To get started with TF Tabular, you will need to install it using pip:

pip install tabular-tf

Usage

Here is a basic example of how to use TF Tabular:

from tf_tabular.builder import InputBuilder

# Define columns to use and specify additional parameters:
categoricals = ['Pclass', 'Embarked']
numericals = ['Age', 'Fare']
# ....

# Build model:
input_builder = InputBuilder()
input_builder.add_inputs_list(categoricals=categoricals,
                              numericals=numericals,
                              normalization_params=norm_params,
                              vocabs=vocabs,
                              embedding_dims=embedding_dims)
inputs, output = input_builder.build_input_layers()
output = Dense(1, activation='sigmoid')(output)

model = Model(inputs=inputs, outputs=output)

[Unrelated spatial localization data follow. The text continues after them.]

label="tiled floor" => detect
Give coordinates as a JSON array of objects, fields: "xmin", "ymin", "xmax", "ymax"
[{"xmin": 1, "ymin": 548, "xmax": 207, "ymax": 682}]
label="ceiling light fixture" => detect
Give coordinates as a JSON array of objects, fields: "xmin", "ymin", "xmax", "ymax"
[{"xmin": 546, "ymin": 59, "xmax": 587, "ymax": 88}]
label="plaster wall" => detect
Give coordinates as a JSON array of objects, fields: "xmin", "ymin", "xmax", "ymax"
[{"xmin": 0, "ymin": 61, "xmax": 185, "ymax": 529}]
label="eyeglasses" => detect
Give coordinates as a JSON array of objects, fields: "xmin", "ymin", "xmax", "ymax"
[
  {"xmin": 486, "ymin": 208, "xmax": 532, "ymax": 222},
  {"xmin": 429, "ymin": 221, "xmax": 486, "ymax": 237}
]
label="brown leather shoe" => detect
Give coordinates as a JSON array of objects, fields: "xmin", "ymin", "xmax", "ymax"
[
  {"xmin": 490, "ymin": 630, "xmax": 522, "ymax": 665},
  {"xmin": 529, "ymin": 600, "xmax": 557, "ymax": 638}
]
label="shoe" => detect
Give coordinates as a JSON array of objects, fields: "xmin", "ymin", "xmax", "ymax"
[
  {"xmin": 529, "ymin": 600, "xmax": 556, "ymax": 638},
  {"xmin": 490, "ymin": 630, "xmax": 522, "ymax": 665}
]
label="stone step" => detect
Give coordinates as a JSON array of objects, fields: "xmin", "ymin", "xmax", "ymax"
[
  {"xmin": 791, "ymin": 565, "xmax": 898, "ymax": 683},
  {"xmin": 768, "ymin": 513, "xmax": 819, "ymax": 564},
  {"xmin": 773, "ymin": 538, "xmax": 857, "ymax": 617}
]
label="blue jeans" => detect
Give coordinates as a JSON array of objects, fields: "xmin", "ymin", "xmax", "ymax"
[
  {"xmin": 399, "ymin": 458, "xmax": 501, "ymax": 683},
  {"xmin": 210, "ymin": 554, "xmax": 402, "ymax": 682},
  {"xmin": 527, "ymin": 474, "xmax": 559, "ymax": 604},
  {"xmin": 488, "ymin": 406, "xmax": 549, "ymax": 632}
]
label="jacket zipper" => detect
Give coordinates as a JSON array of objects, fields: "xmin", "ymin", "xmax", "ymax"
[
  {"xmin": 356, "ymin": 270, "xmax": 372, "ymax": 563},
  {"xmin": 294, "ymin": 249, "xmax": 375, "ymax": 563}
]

Which will produce a model like this: Netron Model View

Examples

The examples folder includes more complete examples including:

  • Titanic: A simple binary classification example using the Titanic dataset.
  • MovieLens: A two tower retrieval model using the MovieLens dataset.
  • MovieLens Sequential: Another two tower retrieval model build on the MovieLens dataset preprocessed so that the input of the model is the list of movies the user has interacted with.

Contributing

Contributions to TF Tabular are welcome. Check out the contributing guidelines for more details.

Setting up local development environment

To set up a local development environment, you will need to first clone the repo and then install the required dependencies:

  1. Install Poetry follow the instructions on the official Poetry website.
  2. Run poetry install
  3. Run poetry run pre-commit install to install git pre-commit

Roadmap:

This is a list of possible features to be added in the future depending on need and interest expressed by the community.

  • Parse dataset to separate numeric vs categoricals, multihots and sequencials
  • Implement other types of normalization
  • Support computing vocab and normalization params instead of receiving them as parameters
  • Improve documentation and provide more usage examples

License

TF Tabular is licensed under the MIT License. See the LICENSE file for more details.